Reputation: 269
The following two code snippets perform the same task (generating M samples uniformly from an N-dim sphere). I was wondering why the latter one consumes much more time than the previous one.
%% MATLAB R2014a
M = 30;
N = 10000;
#1
tic
S = zeros(M, N);
for k = 1:M
P = ones(1, N);
for i = 1:N - 1
t = rand*2*pi;
P(1:i) = P(1:i)*sin(t);
P(i+1) = P(i+1)*cos(t);
end
S(k,:) = P;
end
toc
#2
tic
S = ones(M, N);
for k = 1:M
for i = 1:N - 1
t = rand*2*pi;
S(k, 1:i) = S(k, 1:i)*sin(t);
S(k, i+1) = S(k, i+1)*cos(t);
end
end
toc
The output is:
Elapsed time is 15.007667 seconds.
Elapsed time is 59.745311 seconds.
And I also tried M = 1,
Elapsed time is 0.463370 seconds.
Elapsed time is 1.566913 seconds.
#2 is nearly 4 times slower than #1. Is frequent 2d element accessing in #2 making it time-consuming?
Upvotes: 1
Views: 242
Reputation: 1331
I suspect the advantage comes from using a hard coded 1 in the access of the array. If you try M=1 you will still see a significant speed up for the sin(t) line. My guess is that the assembly under the hood can do some use immediate instructions as opposed to reloading the variable K into a register.
Upvotes: 0
Reputation: 14927
The time difference is due to memory access patterns, and how well they map onto the cache. And also possibly to MATLAB's exploitation of your hardware vector unit (SSE/AVX).

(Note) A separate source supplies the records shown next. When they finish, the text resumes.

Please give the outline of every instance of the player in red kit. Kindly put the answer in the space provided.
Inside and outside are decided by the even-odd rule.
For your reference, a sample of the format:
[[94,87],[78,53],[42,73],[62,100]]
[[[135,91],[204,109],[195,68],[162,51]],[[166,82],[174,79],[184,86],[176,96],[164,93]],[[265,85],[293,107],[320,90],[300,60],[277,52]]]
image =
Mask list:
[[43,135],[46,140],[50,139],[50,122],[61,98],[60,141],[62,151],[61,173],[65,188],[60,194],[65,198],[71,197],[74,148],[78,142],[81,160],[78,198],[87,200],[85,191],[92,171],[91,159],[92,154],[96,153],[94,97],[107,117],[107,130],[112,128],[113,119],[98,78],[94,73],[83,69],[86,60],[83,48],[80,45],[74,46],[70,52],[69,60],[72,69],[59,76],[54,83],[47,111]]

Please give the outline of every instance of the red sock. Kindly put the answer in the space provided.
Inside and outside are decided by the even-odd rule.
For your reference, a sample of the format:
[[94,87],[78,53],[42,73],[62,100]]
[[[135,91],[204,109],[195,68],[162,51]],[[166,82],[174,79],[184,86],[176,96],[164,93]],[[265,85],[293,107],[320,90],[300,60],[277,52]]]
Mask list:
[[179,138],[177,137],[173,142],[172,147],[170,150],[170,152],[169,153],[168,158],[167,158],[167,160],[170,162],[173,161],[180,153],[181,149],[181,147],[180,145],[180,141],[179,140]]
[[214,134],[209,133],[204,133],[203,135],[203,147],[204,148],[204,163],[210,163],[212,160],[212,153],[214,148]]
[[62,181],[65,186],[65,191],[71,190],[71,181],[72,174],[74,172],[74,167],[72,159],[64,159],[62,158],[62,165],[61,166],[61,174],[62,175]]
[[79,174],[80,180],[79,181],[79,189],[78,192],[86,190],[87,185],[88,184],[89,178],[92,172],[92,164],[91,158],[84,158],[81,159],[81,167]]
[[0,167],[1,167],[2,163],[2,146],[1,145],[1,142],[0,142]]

MATLAB stores matrices "column-major", meaning S(2,1)
is next to S(1,1)
.
In #1, you process each sample using the vector P, which lives in contiguous memory. These 80,000 bytes fit easily in L2 cache for the fast repeated access you need to perform. They're also neighbors, and trivially vectorized (I'm not certain if MATLAB performs this optimization, but I'd hope so...)
In #2, you access a row of S at a time, which is not contiguous, but rather is interleaved by M values. So each row is spread across 30*80,000 bytes, which does not fit in L2 cache. It'll have to be read back in for each repeated access, even though you're ignoring 29/30 values in that data.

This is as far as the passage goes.